A las 9 am de un domingo cualquiera, la fila frente a Wimo The Waffle Shop ya se extiende por la acera de la Plaza Monte Verde. El sol apenas asoma y el aire lleva el perfume agridulce de la masa fermentada, mientras el sonido de la batidora marca el ritmo del día. La gente charla, algunos con sus perros en brazos, y se pueden ver los waffles dorados que salen chisporroteando.
Dentro, la luz natural se cuela y el interior tiene una barra donde los chefs voltean la masa con destreza. El menú, aunque sencillo, ofrece una variedad que va desde los clásicos waffles con miel de agave hasta combinaciones más atrevidas. Los amantes del té encuentran su lugar con el waffle de matcha, una opción fresca y sabrosa. Cada plato llega y resalta los colores y texturas, y la primera mordida revela una corteza crujiente que cede a un interior esponjoso, como una nube de azúcar.
Los comentarios de los clientes son un eco constante de satisfacción. Una reseña dice: "Los waffles son la mejor parte del día, el sabor a mantequilla y el toque de sal hacen que vuelva cada semana". Otro visitante escribe: "El waffle de salmón me sorprendió, la combinación de ahumado y la suavidad de la masa es perfecta para el brunch". Una tercera opinión menciona: "El ambiente pet‑friendly me permite venir con mi perro y disfrutar del café mientras espero mi orden, sin estrés". Estos testimonios reflejan la mezcla de dulzura y salinidad que define a Wimo, y la atención al detalle que mantiene a los clientes regresando.

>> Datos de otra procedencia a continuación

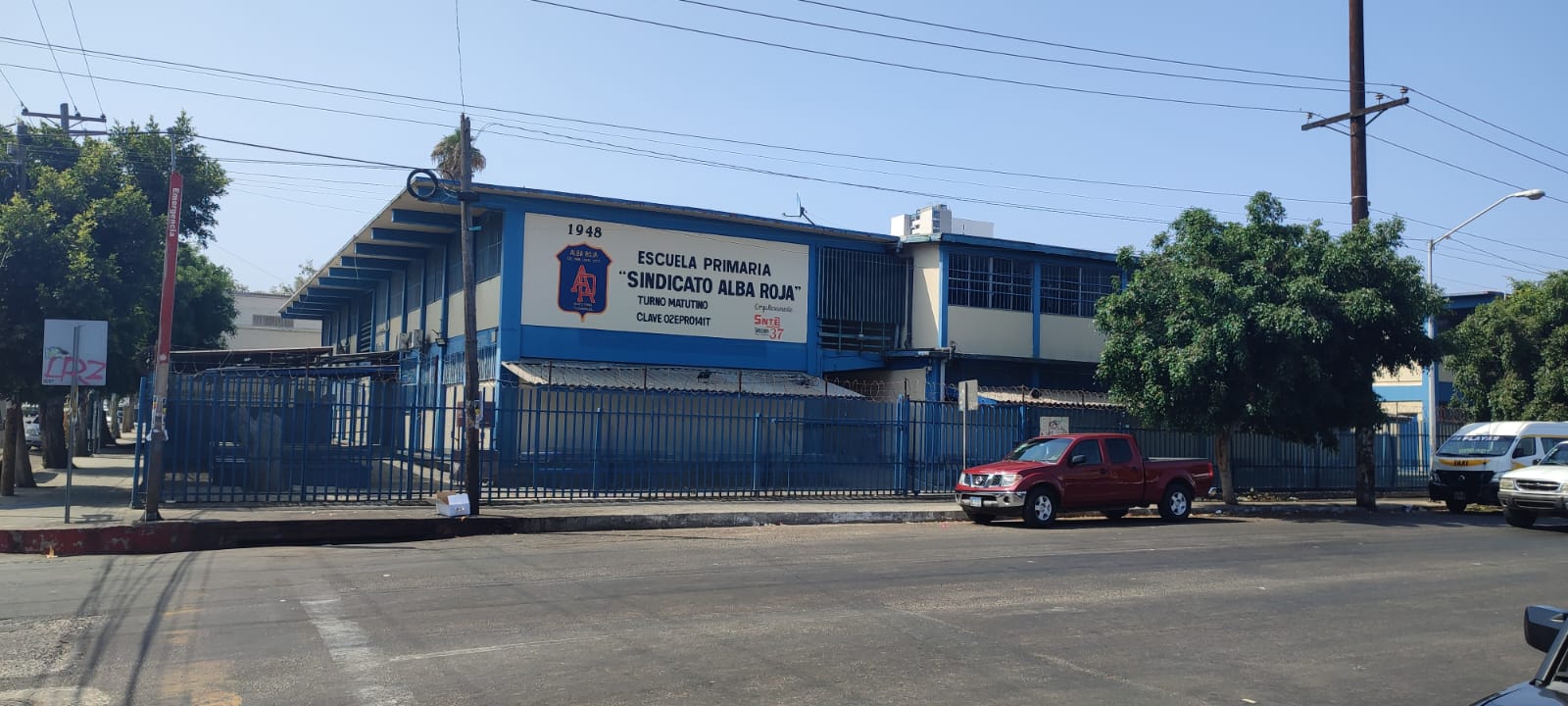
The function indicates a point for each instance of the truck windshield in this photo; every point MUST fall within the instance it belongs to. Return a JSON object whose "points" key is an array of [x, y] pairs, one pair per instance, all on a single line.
{"points": [[1476, 446], [1045, 451]]}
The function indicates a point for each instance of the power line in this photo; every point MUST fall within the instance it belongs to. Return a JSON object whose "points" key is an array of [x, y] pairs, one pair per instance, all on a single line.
{"points": [[1471, 234], [995, 52], [927, 70], [1455, 167], [316, 86], [91, 82], [948, 25], [457, 23], [13, 88], [1489, 141], [52, 52], [1489, 123]]}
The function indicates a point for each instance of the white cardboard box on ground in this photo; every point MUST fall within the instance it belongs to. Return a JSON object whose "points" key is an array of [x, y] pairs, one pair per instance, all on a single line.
{"points": [[452, 504]]}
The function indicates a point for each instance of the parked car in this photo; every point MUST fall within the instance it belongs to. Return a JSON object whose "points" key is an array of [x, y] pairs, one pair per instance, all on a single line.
{"points": [[31, 431], [1544, 630], [1051, 475], [1470, 463], [1537, 490]]}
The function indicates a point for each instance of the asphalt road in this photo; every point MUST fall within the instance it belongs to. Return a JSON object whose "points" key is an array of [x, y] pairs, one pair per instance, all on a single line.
{"points": [[1410, 609]]}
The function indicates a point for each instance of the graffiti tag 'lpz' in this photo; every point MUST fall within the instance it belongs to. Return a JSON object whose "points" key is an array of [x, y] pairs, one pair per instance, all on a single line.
{"points": [[60, 368], [584, 277]]}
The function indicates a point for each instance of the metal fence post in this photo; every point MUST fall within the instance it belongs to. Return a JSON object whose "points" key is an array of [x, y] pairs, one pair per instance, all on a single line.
{"points": [[598, 443], [757, 452]]}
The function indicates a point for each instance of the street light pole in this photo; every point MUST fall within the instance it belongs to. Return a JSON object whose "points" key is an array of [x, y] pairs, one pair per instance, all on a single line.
{"points": [[1432, 322]]}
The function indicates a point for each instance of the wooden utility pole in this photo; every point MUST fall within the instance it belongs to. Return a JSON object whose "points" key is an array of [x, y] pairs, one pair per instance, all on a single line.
{"points": [[67, 118], [470, 345], [1360, 211]]}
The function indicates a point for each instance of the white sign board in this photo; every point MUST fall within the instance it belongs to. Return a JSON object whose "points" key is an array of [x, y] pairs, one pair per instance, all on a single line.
{"points": [[75, 352], [611, 277], [969, 394]]}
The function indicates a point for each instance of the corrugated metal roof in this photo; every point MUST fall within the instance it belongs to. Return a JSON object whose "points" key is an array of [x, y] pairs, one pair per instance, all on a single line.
{"points": [[674, 378], [1051, 397]]}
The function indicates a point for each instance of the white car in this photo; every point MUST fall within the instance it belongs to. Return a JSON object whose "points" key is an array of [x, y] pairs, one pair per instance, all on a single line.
{"points": [[1528, 493]]}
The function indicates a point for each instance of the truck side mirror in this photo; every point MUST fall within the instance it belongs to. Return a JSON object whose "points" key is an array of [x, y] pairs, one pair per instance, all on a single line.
{"points": [[1542, 625]]}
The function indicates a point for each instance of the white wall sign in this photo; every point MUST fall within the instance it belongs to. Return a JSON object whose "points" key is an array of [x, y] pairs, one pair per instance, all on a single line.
{"points": [[75, 352], [611, 277], [1053, 426]]}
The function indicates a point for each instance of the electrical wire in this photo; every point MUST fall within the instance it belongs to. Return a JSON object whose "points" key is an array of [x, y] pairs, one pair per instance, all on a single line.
{"points": [[52, 52], [13, 90], [384, 98], [1197, 65], [457, 23], [1455, 167], [1489, 141], [925, 70], [1487, 123], [995, 52], [91, 82], [1471, 234]]}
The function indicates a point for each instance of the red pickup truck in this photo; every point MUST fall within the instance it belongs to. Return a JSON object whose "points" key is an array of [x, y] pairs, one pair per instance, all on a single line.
{"points": [[1105, 473]]}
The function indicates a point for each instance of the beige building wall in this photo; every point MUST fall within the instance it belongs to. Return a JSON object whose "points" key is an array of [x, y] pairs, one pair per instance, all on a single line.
{"points": [[486, 300], [258, 326], [992, 331], [1070, 339], [925, 300]]}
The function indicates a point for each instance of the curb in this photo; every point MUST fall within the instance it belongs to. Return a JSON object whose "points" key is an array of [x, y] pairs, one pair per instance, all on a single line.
{"points": [[182, 535], [185, 535]]}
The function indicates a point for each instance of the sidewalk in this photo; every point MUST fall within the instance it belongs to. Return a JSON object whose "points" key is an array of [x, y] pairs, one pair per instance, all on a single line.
{"points": [[102, 520]]}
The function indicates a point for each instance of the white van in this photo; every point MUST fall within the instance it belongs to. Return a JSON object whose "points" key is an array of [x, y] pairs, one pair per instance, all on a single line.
{"points": [[1468, 467]]}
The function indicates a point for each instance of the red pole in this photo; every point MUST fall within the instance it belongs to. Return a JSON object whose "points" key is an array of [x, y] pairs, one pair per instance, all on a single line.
{"points": [[161, 383]]}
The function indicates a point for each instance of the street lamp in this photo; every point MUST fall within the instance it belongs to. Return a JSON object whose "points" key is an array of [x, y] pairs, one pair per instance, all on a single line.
{"points": [[1432, 322]]}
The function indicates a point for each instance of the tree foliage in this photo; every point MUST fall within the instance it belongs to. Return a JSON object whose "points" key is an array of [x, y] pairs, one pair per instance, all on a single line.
{"points": [[1510, 357], [306, 272], [85, 240], [1262, 327], [447, 154]]}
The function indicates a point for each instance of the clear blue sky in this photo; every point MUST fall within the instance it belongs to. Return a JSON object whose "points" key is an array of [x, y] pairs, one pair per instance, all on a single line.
{"points": [[1501, 65]]}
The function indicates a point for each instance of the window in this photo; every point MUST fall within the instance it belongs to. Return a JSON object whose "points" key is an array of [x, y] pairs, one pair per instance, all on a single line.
{"points": [[1120, 451], [1073, 290], [988, 282], [416, 284], [1089, 451], [269, 321], [486, 250]]}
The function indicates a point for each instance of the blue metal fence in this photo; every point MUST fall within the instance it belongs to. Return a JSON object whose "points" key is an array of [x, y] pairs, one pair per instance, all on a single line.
{"points": [[373, 435]]}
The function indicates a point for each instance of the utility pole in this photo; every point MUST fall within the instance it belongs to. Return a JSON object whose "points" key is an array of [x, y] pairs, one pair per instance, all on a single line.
{"points": [[470, 345], [1360, 208], [161, 381], [67, 118]]}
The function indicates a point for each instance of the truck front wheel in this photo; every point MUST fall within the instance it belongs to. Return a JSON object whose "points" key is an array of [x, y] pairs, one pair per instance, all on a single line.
{"points": [[1176, 502], [1040, 507]]}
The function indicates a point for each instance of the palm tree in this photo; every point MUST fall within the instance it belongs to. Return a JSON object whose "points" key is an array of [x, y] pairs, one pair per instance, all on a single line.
{"points": [[447, 161]]}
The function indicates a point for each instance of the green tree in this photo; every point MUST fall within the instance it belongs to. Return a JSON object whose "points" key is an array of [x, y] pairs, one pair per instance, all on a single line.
{"points": [[1261, 327], [1510, 357], [204, 300], [306, 272], [447, 154]]}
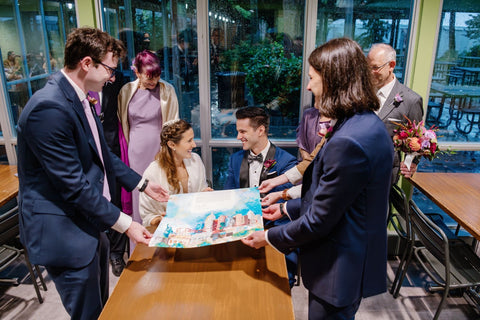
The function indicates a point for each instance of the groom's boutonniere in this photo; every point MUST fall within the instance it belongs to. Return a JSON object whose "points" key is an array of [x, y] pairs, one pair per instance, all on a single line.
{"points": [[92, 101], [268, 164], [397, 99]]}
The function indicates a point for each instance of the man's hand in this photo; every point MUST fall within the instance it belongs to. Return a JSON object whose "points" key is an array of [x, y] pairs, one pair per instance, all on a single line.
{"points": [[255, 240], [272, 213], [138, 234], [269, 184], [271, 198], [156, 192], [408, 173]]}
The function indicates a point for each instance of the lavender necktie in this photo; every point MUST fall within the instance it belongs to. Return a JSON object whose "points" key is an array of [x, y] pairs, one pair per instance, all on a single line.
{"points": [[96, 137], [98, 105]]}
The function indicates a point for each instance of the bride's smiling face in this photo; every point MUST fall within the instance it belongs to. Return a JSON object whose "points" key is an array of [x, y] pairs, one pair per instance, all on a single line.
{"points": [[147, 82], [183, 149]]}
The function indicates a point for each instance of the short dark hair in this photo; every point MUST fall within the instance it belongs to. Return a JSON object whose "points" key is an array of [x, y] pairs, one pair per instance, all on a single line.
{"points": [[346, 79], [148, 62], [83, 42], [258, 117]]}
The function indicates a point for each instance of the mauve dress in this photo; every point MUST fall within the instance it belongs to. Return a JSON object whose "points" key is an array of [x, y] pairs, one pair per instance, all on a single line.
{"points": [[145, 121]]}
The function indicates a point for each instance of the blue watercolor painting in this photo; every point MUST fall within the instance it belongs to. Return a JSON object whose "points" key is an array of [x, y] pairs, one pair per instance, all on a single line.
{"points": [[207, 218]]}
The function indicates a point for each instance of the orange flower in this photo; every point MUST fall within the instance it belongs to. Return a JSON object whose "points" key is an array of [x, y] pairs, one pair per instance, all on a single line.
{"points": [[414, 144]]}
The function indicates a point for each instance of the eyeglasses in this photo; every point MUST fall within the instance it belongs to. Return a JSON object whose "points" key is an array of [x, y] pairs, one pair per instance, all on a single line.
{"points": [[112, 70], [376, 69]]}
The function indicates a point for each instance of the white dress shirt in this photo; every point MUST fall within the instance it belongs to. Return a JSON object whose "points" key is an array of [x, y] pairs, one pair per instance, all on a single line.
{"points": [[384, 92], [255, 168]]}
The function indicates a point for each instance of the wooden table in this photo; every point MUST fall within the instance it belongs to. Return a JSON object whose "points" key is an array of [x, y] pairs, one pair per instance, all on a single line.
{"points": [[8, 183], [224, 281], [457, 194]]}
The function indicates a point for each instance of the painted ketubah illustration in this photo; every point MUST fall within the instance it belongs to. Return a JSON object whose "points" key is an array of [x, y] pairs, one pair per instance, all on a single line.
{"points": [[207, 218]]}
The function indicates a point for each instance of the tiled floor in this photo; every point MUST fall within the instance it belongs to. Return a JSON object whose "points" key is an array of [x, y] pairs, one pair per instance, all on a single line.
{"points": [[414, 303]]}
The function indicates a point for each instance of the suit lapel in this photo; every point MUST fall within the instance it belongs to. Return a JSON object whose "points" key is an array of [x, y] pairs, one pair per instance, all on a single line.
{"points": [[244, 173], [390, 103], [77, 106], [270, 156]]}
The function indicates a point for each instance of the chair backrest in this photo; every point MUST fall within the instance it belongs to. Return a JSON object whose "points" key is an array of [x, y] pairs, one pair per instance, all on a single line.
{"points": [[432, 237], [9, 228], [399, 202]]}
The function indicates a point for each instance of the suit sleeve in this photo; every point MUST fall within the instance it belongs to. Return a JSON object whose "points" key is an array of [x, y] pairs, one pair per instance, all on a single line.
{"points": [[415, 111], [54, 146], [345, 172]]}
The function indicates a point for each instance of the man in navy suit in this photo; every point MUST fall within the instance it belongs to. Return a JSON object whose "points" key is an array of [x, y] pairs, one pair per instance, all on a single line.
{"points": [[340, 222], [106, 107], [258, 161], [67, 177], [396, 100]]}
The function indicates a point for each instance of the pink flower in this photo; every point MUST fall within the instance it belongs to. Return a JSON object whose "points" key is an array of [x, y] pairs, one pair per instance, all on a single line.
{"points": [[269, 163], [403, 135], [414, 144], [398, 98], [92, 100]]}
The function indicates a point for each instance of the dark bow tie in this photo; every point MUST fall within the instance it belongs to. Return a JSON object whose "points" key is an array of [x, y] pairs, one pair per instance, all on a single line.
{"points": [[258, 158]]}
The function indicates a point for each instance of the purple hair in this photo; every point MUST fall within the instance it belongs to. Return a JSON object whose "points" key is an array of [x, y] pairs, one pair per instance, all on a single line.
{"points": [[148, 62]]}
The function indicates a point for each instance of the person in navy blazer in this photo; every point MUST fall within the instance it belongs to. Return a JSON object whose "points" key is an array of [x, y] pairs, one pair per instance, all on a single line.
{"points": [[252, 127], [340, 222], [63, 205], [396, 100]]}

Wimo abrió sus puertas en 2019 y, desde entonces, ha ampliado su horario para atender tanto la mañana como la noche. De lunes a viernes, el local abre de 9 am a 2 pm y vuelve a abrir de 5 pm a 9 pm, mientras que los fines de semana mantiene el mismo esquema, ofreciendo una opción para la merienda nocturna. La ubicación en Lomas de San Luis 2da Secc lo sitúa cerca de oficinas y residencias, lo que genera un flujo constante de profesionales que buscan un impulso dulce antes de la jornada o una pausa relajada al terminar.
Al cerrar la tarde, el bullicio disminuye y el ambiente se vuelve más tranquilo. Me quedo en la terraza, observando cómo el atardecer envuelve la fachada y los últimos clientes saborean su último bocado. La experiencia completa se siente como una conversación familiar: cálida, sin pretensiones y siempre deliciosa. Wimo The Waffle Shop no es solo un lugar para comer, es un punto de encuentro donde el sabor y la comunidad se entrelazan, y donde cada visita deja una sensación de haber encontrado algo familiar y a la vez sorprendente.